You are viewing a plain text version of this content. The canonical link for it is here.
Posted to users@spamassassin.apache.org by Pedro David Marco <pe...@yahoo.com> on 2017/02/01 11:17:35 UTC
fake base64 encoding
Hi!
i have noticed that when an email contains this (wrong) headers:
Content-Type: text/html; charset="utf-8"Content-Transfer-Encoding: base64
as SMTP headers, not MIME headers, and the email body is not base64 enconded, email clients as Thunderbird show the content correctly butSpamAssasin body rules are blind.
Example:
suppose a rule like body TEST_TEXT_DETECTED /TEST TEXT/ score TEST_TEXT_DETECTED 1 describe TEST_TEXT_DETECTED Test text detected
With this .eml: (minimized)
# cat test.eml From: LinkedIn Email Confirmation <em...@linkedin.naver.com> To: "jcornago@" <sia.es jcornago@sia.es> Date: Tue, 8 Mar 2016 04:18:08 +0000 Subject: Please confirm your email address TEST TEXT #
The rule triggers ok! Now i add headers:
# cat test.eml From: LinkedIn Email Confirmation <em...@linkedin.naver.com> To: "jcornago@" <sia.es jcornago@sia.es> Subject: Please confirm your email address Date: Tue, 8 Mar 2016 04:18:08 +0000 Content-Type: text/html; charset="utf-8" Content-Transfer-Encoding: base64 TEST TEXT #
And the rule never triggers!
It makes sense since SA tries to decode the body before applying rules but Thunderbird shows the email correctly in both cases (the email is human readable). Can anyone please try it as well to discard it is only me... just add those 2 headers at the end of smtp headers section..
Thanks!
--------Pedro
Re: fake base64 encoding
Posted by Pedro David Marco <pe...@yahoo.com>.
Correction:
Some Outlook versions do show the email just as Thunderbird does.. so most users can see the email but SA...

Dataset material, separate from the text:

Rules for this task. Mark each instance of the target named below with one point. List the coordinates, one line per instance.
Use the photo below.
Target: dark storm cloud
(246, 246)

From: Pedro David Marco <pe...@yahoo.com>
To: Kevin A. McGrail <KM...@PCCC.com>; SA Mailing List <us...@spamassassin.apache.org>
Sent: Thursday, February 2, 2017 5:30 AM
Subject: Re: fake base64 encoding
Thanks Kevin,
I did a similar rule to detect it but with higher score (3) since we are seeing a huge LinkedIn Phishing campaign using this technique, that on purpose or by mistake is evading most SA rules...

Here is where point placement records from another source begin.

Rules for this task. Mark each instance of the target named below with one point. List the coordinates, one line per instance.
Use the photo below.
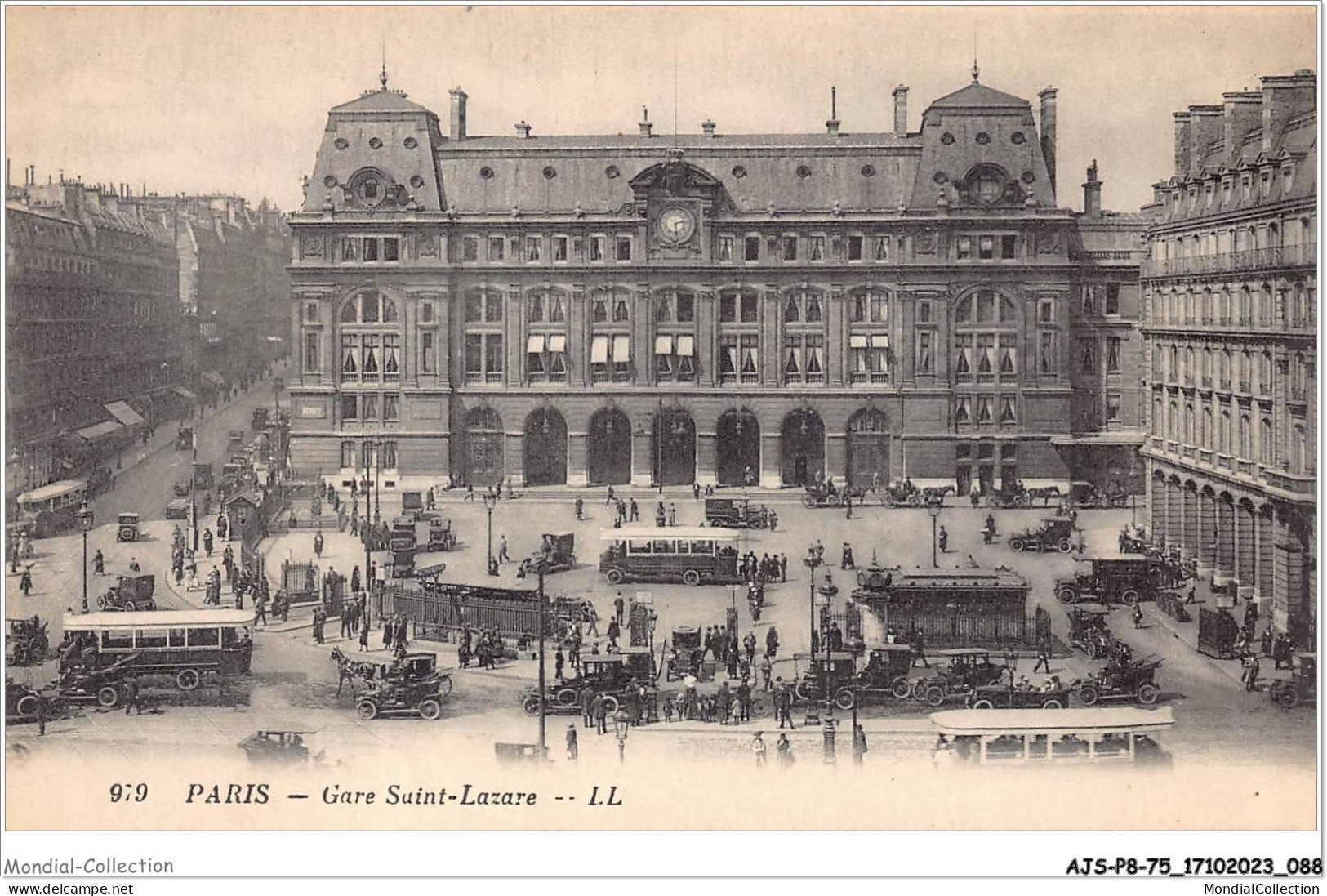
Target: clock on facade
(675, 225)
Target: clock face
(675, 225)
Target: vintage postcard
(863, 418)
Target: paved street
(295, 681)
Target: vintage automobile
(887, 671)
(1302, 685)
(1004, 696)
(127, 528)
(1054, 534)
(1133, 680)
(1089, 631)
(25, 641)
(131, 594)
(684, 655)
(556, 552)
(441, 538)
(283, 747)
(1123, 579)
(968, 668)
(409, 685)
(84, 684)
(736, 513)
(609, 675)
(838, 671)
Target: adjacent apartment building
(710, 307)
(1231, 291)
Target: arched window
(985, 339)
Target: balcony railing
(1245, 261)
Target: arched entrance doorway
(483, 448)
(545, 448)
(868, 449)
(609, 448)
(802, 448)
(738, 435)
(675, 448)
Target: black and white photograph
(661, 418)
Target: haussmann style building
(1231, 316)
(643, 308)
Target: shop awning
(99, 430)
(123, 413)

I agree that Thunderbird may be doing it wrong. Outlook seems to do it right.
>I would say Thunderbird is not parsing it correctly. Looking to see if this is a spam indicator.
>I ran some test cases with this rule:
>#Bad UTF--8 content type and transfer encoding
>header __KAM_BAD_UTF8_1 Content-Type =~ /text\/html; charset=\"utf-8\"/i
>header __KAM_BAD_UTF8_2 Content-Transfer-Encoding =~ /base64/i
>meta KAM_BAD_UTF8 (__KAM_BAD_UTF8_1 + __KAM_BAD_UTF8_2 >= 2)
>score KAM_BAD_UTF8 1.0
>describe KAM_BAD_UTF8 Bad Content Type and Transfer Encoding that attempts to evade SA scanning
>
>
>So far not seeing any sign it's in the wild. Have you?
-----
Pedro
Re: fake base64 encoding
Posted by John Wilcock <jo...@tradoc.fr>.

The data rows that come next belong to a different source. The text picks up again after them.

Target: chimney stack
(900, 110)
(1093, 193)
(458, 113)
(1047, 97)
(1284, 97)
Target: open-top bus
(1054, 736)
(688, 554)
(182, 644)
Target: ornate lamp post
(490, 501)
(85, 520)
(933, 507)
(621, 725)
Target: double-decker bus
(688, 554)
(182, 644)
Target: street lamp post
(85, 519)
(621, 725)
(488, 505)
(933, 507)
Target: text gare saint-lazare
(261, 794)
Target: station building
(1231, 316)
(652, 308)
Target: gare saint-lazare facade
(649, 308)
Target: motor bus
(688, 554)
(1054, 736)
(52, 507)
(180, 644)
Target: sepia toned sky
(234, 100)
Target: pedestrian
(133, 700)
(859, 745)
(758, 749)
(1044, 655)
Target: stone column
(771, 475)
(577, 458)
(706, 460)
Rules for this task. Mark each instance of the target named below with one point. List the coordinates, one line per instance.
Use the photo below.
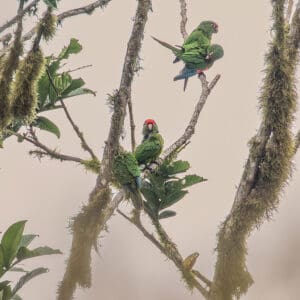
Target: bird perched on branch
(196, 52)
(200, 39)
(127, 173)
(200, 64)
(152, 144)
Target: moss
(24, 93)
(278, 104)
(47, 26)
(92, 165)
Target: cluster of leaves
(13, 250)
(53, 86)
(164, 188)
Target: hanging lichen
(24, 93)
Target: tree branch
(84, 144)
(190, 129)
(132, 125)
(93, 217)
(183, 13)
(19, 15)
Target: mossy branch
(266, 172)
(80, 135)
(169, 249)
(93, 217)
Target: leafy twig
(93, 217)
(19, 15)
(84, 144)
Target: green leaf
(51, 3)
(44, 123)
(28, 276)
(172, 198)
(27, 239)
(190, 180)
(25, 253)
(73, 48)
(11, 242)
(176, 167)
(3, 284)
(166, 214)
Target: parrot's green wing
(150, 149)
(125, 168)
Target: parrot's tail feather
(174, 49)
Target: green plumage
(149, 150)
(127, 173)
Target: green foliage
(13, 250)
(163, 189)
(44, 123)
(44, 94)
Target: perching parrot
(126, 171)
(200, 64)
(152, 144)
(199, 39)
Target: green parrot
(126, 171)
(152, 144)
(199, 39)
(199, 64)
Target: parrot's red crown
(149, 121)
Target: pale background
(48, 193)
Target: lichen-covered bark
(85, 228)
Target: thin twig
(132, 125)
(20, 15)
(47, 151)
(190, 129)
(84, 144)
(79, 68)
(289, 10)
(183, 13)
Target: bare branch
(190, 129)
(93, 217)
(183, 13)
(132, 125)
(19, 16)
(84, 144)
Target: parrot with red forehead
(152, 144)
(199, 40)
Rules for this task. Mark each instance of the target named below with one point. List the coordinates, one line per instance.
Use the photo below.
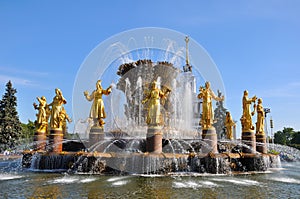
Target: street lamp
(266, 110)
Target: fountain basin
(148, 163)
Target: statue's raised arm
(97, 112)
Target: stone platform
(148, 163)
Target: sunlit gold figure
(56, 108)
(63, 118)
(246, 119)
(229, 124)
(207, 95)
(97, 112)
(41, 122)
(260, 124)
(154, 116)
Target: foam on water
(189, 184)
(120, 183)
(9, 176)
(286, 180)
(237, 181)
(71, 179)
(113, 179)
(194, 185)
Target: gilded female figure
(229, 124)
(97, 112)
(260, 124)
(207, 95)
(246, 119)
(154, 117)
(42, 115)
(56, 109)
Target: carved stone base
(249, 139)
(209, 136)
(55, 140)
(96, 139)
(154, 140)
(40, 140)
(261, 144)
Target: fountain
(165, 127)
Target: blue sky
(255, 45)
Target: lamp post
(271, 125)
(266, 110)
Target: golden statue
(207, 95)
(154, 117)
(97, 112)
(56, 104)
(41, 122)
(246, 119)
(63, 118)
(229, 124)
(260, 124)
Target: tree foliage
(28, 130)
(287, 137)
(220, 115)
(10, 125)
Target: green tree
(28, 130)
(10, 125)
(220, 115)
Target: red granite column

Le 02/02/2017 15:50, RW a crit :
> On Thu, 2 Feb 2017 05:43:24 -0500
> Kevin A. McGrail wrote:
...
>> I will score much higher since it is in the wild. Can you throw a
>> spample up on pastebin?
> Perhaps text/html makes a big difference, but base64 encoded utf-8
> text is not uncommon these days - particularly outside North America.
>
> To score it higher you might want to include a "full" rule that checks
> for base64 encoding in the headers followed by illegal whitespace near
> the beginning of what should be the base64 text.
Indeed. In my (very small) corpus, I see lots of base64-encoded utf-8
text/html parts of multipart messages, but very few non-multipart examples.
All of the latter really are base64-encoded, rather than plain text
labelled as base64, but that may simply be due to the small size of my
corpus. As it happens they are all spam, but I'm not convinced that
hitting on any utf-8 text/html message that purports to be
base64-encoded, regardless of whether it is actually base64 or not, is a
good idea.
FWIW,
John
Re: fake base64 encoding
Posted by RW <rw...@googlemail.com>.
On Thu, 2 Feb 2017 05:43:24 -0500
Kevin A. McGrail wrote:
> On 2/1/2017 11:30 PM, Pedro David Marco wrote:
> > I did a similar rule to detect it but with higher score (3) since
> > we are seeing a huge LinkedIn Phishing campaign using this
> > technique, that on purpose or by mistake is evading most SA
> > rules...
> I will score much higher since it is in the wild. Can you throw a
> spample up on pastebin?
Perhaps text/html makes a big difference, but base64 encoded utf-8
text is not uncommon these days - particularly outside North America.
To score it higher you might want to include a "full" rule that checks
for base64 encoding in the headers followed by illegal whitespace near
the beginning of what should be the base64 text.
Re: fake base64 encoding
Posted by "Kevin A. McGrail" <KM...@PCCC.com>.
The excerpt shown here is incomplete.